Let's do grid search with bunch of parameters... why not if you have the time, right?
import XGBoost_Classfier as xgb_clf
clf = xgb_clf.XGBoostClassifier(num_class=2, silent=1, seed=29)
params = {'num_boost_round': [50,100,150,200],'max_depth': range(4,11), 'eta': np.logspace(-2,-0.4,num=9,base=10.),
'gamma': np.logspace(-1,1,num=11,base=10.), 'min_child_weight': range(1,6)}
cv = ShuffleSplit(n_splits = 10, test_size = 0.2, random_state = 2017)
clf = GridSearchCV(clf, params, cv=cv.get_n_splits(train))
clf.fit(train[features],train['Survived'])
best_parameters, score, _ = max(clf.grid_scores_, key=lambda x: x[1])
print(best_parameters)
Again, we use the parameters to see what we get on the test set!
dtrain = xgb.DMatrix(train[features],label=train['Survived'])
bst = xgb.train(best_parameters, dtrain)
predictions = np.round(bst.predict(xgb.DMatrix(test[features]))).astype(int)
submission = pd.DataFrame({
"PassengerId": test['PassengerId'],
"Survived": predictions})
submission.to_csv("prediction_xgboost_opt.csv", index=False)
This gives 78.5% test accuracy, nice!
I see that on the Kaggle Public Leaderboard, the benchmark for Gender, Price and Class Based Model is pretty high (78.0%)! Are we overfitting by using the age feature? Well... let's try it without it!
features = ["Pclass", "Sex", "Fare"]
params = {'num_boost_round': [50,100,150,200],'max_depth': range(4,11), 'eta': np.logspace(-2,-0.4,num=9,base=10.),
'gamma': np.logspace(-1,1,num=11,base=10.), 'min_child_weight': range(1,6)}
clf = xgb_clf.XGBoostClassifier(num_class=2, silent=1, seed=29)
cv = ShuffleSplit(n_splits = 10, test_size = 0.2, random_state = 2017)
clf = GridSearchCV(clf, params, cv=cv.get_n_splits(train))
clf.fit(train[features],train['Survived'])
best_parameters, score, _ = max(clf.grid_scores_, key=lambda x: x[1])
print(best_parameters)
dtrain = xgb.DMatrix(train[features],label=train['Survived'])
bst = xgb.train(best_parameters, dtrain)
predictions = np.round(bst.predict(xgb.DMatrix(test[features]))).astype(int)

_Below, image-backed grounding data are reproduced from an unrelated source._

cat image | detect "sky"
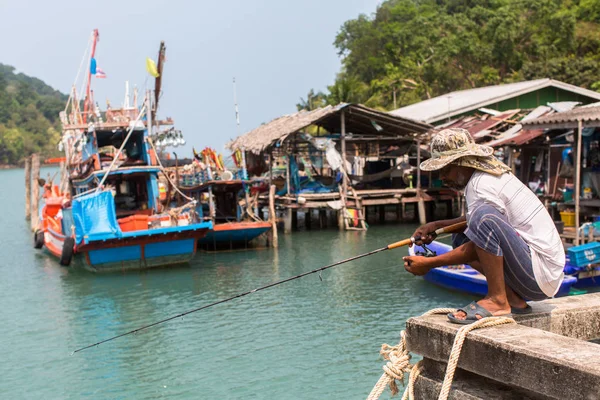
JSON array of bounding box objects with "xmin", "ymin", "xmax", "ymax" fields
[{"xmin": 0, "ymin": 0, "xmax": 380, "ymax": 155}]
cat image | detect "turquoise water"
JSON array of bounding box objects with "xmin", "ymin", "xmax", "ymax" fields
[{"xmin": 0, "ymin": 168, "xmax": 473, "ymax": 399}]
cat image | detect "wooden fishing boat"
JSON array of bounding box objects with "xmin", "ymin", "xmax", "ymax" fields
[
  {"xmin": 407, "ymin": 241, "xmax": 578, "ymax": 297},
  {"xmin": 33, "ymin": 30, "xmax": 212, "ymax": 271},
  {"xmin": 174, "ymin": 148, "xmax": 272, "ymax": 250}
]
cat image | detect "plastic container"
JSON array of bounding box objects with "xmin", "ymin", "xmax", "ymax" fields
[
  {"xmin": 118, "ymin": 215, "xmax": 149, "ymax": 232},
  {"xmin": 177, "ymin": 214, "xmax": 189, "ymax": 226},
  {"xmin": 159, "ymin": 215, "xmax": 171, "ymax": 227},
  {"xmin": 567, "ymin": 242, "xmax": 600, "ymax": 267},
  {"xmin": 560, "ymin": 211, "xmax": 576, "ymax": 227}
]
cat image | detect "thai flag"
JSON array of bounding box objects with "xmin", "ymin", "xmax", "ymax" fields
[{"xmin": 96, "ymin": 68, "xmax": 107, "ymax": 78}]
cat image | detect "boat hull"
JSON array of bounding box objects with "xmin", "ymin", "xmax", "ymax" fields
[
  {"xmin": 409, "ymin": 241, "xmax": 577, "ymax": 298},
  {"xmin": 42, "ymin": 224, "xmax": 210, "ymax": 272},
  {"xmin": 198, "ymin": 221, "xmax": 271, "ymax": 250}
]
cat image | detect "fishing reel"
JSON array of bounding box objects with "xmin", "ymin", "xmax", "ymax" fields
[{"xmin": 414, "ymin": 242, "xmax": 437, "ymax": 258}]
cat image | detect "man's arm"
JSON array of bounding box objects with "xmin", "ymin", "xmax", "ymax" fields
[{"xmin": 412, "ymin": 215, "xmax": 466, "ymax": 246}]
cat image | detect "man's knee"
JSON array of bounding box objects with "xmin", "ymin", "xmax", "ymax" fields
[{"xmin": 452, "ymin": 233, "xmax": 470, "ymax": 249}]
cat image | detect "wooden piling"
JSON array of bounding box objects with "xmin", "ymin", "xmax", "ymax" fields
[
  {"xmin": 31, "ymin": 154, "xmax": 40, "ymax": 231},
  {"xmin": 305, "ymin": 210, "xmax": 312, "ymax": 230},
  {"xmin": 291, "ymin": 209, "xmax": 298, "ymax": 231},
  {"xmin": 284, "ymin": 209, "xmax": 292, "ymax": 234},
  {"xmin": 319, "ymin": 209, "xmax": 327, "ymax": 229},
  {"xmin": 269, "ymin": 185, "xmax": 278, "ymax": 248},
  {"xmin": 25, "ymin": 156, "xmax": 31, "ymax": 220},
  {"xmin": 418, "ymin": 195, "xmax": 427, "ymax": 225}
]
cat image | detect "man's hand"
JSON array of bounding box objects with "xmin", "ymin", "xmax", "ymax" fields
[
  {"xmin": 403, "ymin": 256, "xmax": 433, "ymax": 276},
  {"xmin": 411, "ymin": 222, "xmax": 438, "ymax": 247}
]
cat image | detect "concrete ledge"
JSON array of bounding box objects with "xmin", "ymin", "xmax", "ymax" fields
[
  {"xmin": 405, "ymin": 294, "xmax": 600, "ymax": 399},
  {"xmin": 516, "ymin": 293, "xmax": 600, "ymax": 340},
  {"xmin": 414, "ymin": 359, "xmax": 548, "ymax": 400}
]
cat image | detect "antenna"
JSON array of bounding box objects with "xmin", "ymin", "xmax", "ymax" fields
[
  {"xmin": 233, "ymin": 77, "xmax": 240, "ymax": 136},
  {"xmin": 124, "ymin": 81, "xmax": 130, "ymax": 108}
]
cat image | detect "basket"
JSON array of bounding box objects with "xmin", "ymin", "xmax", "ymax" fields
[
  {"xmin": 567, "ymin": 242, "xmax": 600, "ymax": 267},
  {"xmin": 560, "ymin": 211, "xmax": 576, "ymax": 227},
  {"xmin": 118, "ymin": 215, "xmax": 149, "ymax": 232}
]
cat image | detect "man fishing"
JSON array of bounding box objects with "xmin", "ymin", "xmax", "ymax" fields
[{"xmin": 402, "ymin": 128, "xmax": 565, "ymax": 324}]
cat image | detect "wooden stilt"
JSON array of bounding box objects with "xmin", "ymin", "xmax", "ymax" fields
[
  {"xmin": 284, "ymin": 208, "xmax": 293, "ymax": 234},
  {"xmin": 291, "ymin": 209, "xmax": 298, "ymax": 231},
  {"xmin": 305, "ymin": 210, "xmax": 312, "ymax": 230},
  {"xmin": 319, "ymin": 209, "xmax": 327, "ymax": 229},
  {"xmin": 379, "ymin": 205, "xmax": 385, "ymax": 224},
  {"xmin": 25, "ymin": 156, "xmax": 31, "ymax": 220},
  {"xmin": 269, "ymin": 185, "xmax": 278, "ymax": 248},
  {"xmin": 418, "ymin": 195, "xmax": 427, "ymax": 225},
  {"xmin": 31, "ymin": 154, "xmax": 40, "ymax": 231}
]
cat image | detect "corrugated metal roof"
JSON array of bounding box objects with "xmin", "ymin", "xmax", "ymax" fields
[
  {"xmin": 389, "ymin": 79, "xmax": 600, "ymax": 124},
  {"xmin": 226, "ymin": 103, "xmax": 432, "ymax": 154},
  {"xmin": 522, "ymin": 105, "xmax": 600, "ymax": 127}
]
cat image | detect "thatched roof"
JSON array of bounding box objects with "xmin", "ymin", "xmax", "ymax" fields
[{"xmin": 227, "ymin": 103, "xmax": 432, "ymax": 154}]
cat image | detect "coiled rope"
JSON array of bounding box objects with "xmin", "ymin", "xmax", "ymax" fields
[{"xmin": 367, "ymin": 308, "xmax": 515, "ymax": 400}]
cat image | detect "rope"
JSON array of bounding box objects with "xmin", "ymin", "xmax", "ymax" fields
[
  {"xmin": 437, "ymin": 316, "xmax": 514, "ymax": 400},
  {"xmin": 146, "ymin": 136, "xmax": 195, "ymax": 203},
  {"xmin": 366, "ymin": 308, "xmax": 515, "ymax": 400}
]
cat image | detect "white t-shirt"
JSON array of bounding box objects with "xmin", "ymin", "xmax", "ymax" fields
[{"xmin": 464, "ymin": 171, "xmax": 565, "ymax": 297}]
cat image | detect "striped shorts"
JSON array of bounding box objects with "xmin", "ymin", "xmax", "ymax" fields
[{"xmin": 452, "ymin": 204, "xmax": 547, "ymax": 301}]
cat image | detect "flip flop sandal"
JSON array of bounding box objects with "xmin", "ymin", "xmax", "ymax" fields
[
  {"xmin": 448, "ymin": 301, "xmax": 495, "ymax": 325},
  {"xmin": 510, "ymin": 304, "xmax": 533, "ymax": 315}
]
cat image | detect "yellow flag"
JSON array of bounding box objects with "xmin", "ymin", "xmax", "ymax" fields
[{"xmin": 146, "ymin": 58, "xmax": 160, "ymax": 78}]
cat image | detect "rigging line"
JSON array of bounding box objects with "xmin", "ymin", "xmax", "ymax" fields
[
  {"xmin": 65, "ymin": 33, "xmax": 93, "ymax": 114},
  {"xmin": 72, "ymin": 245, "xmax": 390, "ymax": 354}
]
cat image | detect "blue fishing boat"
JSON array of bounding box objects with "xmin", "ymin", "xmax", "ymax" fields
[
  {"xmin": 34, "ymin": 30, "xmax": 212, "ymax": 271},
  {"xmin": 408, "ymin": 241, "xmax": 579, "ymax": 297}
]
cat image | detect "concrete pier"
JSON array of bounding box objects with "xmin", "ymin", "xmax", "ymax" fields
[{"xmin": 404, "ymin": 294, "xmax": 600, "ymax": 399}]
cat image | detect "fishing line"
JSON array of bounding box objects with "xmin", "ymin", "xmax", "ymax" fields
[{"xmin": 72, "ymin": 221, "xmax": 467, "ymax": 354}]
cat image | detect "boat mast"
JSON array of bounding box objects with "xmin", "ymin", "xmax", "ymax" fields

submission = pd.DataFrame({
"PassengerId": test['PassengerId'],
"Survived": predictions})
submission.to_csv("prediction_xgboost_opt_noage.csv", index=False)
Yay, this gave a slightly lower score of 77.5% test accuracy, even slight lower than the Gender, Price and Class Based Model benchmark.
Last remarks¶
There are at least one thing wrong here, which I may come back to and fix when I have the time.
Some of the "optimized" parameters are at an extreme in the range, which may indicate that I didn't look at big enough range.